Anila Bano is positive, reflective, and curious. “Anything I do begs the question: What am I learning?” she says. “I’m very fortunate to get opportunities that many people don’t have. So the maximizer in me thinks: How can I maximize learning from these opportunities?” This life philosophy—and the instrinsic drive to help others—has driven her broad involvement on the Luther campus.
Bano was born in Gilgit, a mountainous region of Pakistan. Reflecting on her childhood, she says,“I used to wonder: What would it be like to go on top of the mountain and look at the other side?” This curiosity led her to a United World College in Hong Kong and eventually to Luther, where she majored in biology and psychology.
Bano pursued opportunities to learn more deeply in her majors. She worked as a lecture and lab assistant in the Biology Department and the Hoslett Museum of Natural History and conducted research in the college’s Laboratory for the Investigation of Mind, Body, and Spirit.
She also made an effort to learn and grow outside of her science-based majors. “Science has a special place in my heart—it always will,” she says, “but the arts and humanities at Luther made me realize that science can only be strengthened if combined with humanities and art.”
During her time at Luther, Bano contributed a lot to campus and community life. She delivered a talk on climate change at Luther’s first TEDx conference.
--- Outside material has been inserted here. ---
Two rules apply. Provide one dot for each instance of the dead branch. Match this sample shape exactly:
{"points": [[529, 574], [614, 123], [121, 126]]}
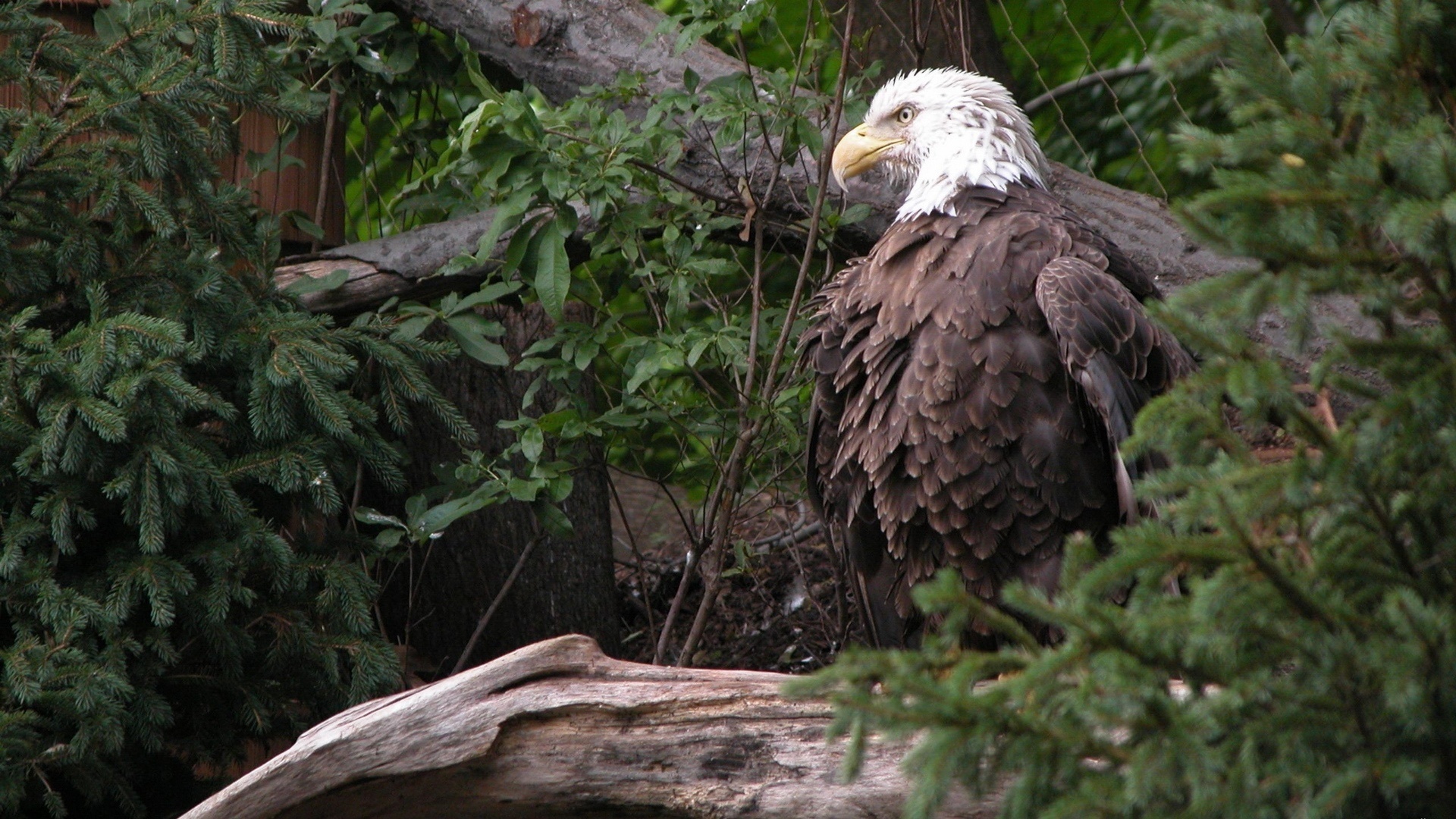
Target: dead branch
{"points": [[558, 729]]}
She was a resident assistant, an outreach student for Land Stewardship, the VP of fellowship in Luther’s service fraternity, a liaison in Student Senate, and she served on Luther’s Hearing Board. It’s little wonder she received Luther’s 2019 Krahn Family Student Life Service Award.
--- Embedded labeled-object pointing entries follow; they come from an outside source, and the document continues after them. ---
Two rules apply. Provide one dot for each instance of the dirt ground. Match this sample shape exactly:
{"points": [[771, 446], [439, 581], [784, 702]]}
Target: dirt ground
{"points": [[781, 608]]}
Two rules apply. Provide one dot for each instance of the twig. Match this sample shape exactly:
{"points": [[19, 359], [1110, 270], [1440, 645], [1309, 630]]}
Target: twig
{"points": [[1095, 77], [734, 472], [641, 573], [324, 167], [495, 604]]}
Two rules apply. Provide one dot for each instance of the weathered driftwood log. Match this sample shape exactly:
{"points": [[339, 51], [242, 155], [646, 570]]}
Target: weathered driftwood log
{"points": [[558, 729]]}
But amid the bustle of involvement, Bano found time for deep contemplation, including about how she sees her place in the world. “I don’t think only about what I want,” she says. “It’s more: What does the world need? And then looking at myself and thinking: Do I have skills and abilities and strengths to contribute to that?”
This fall, Bano starts a full-time position with the NeuroGOAL Lab at the University of Minnesota, where she'll be researching individual differences in neurodynamics generated during decision-making.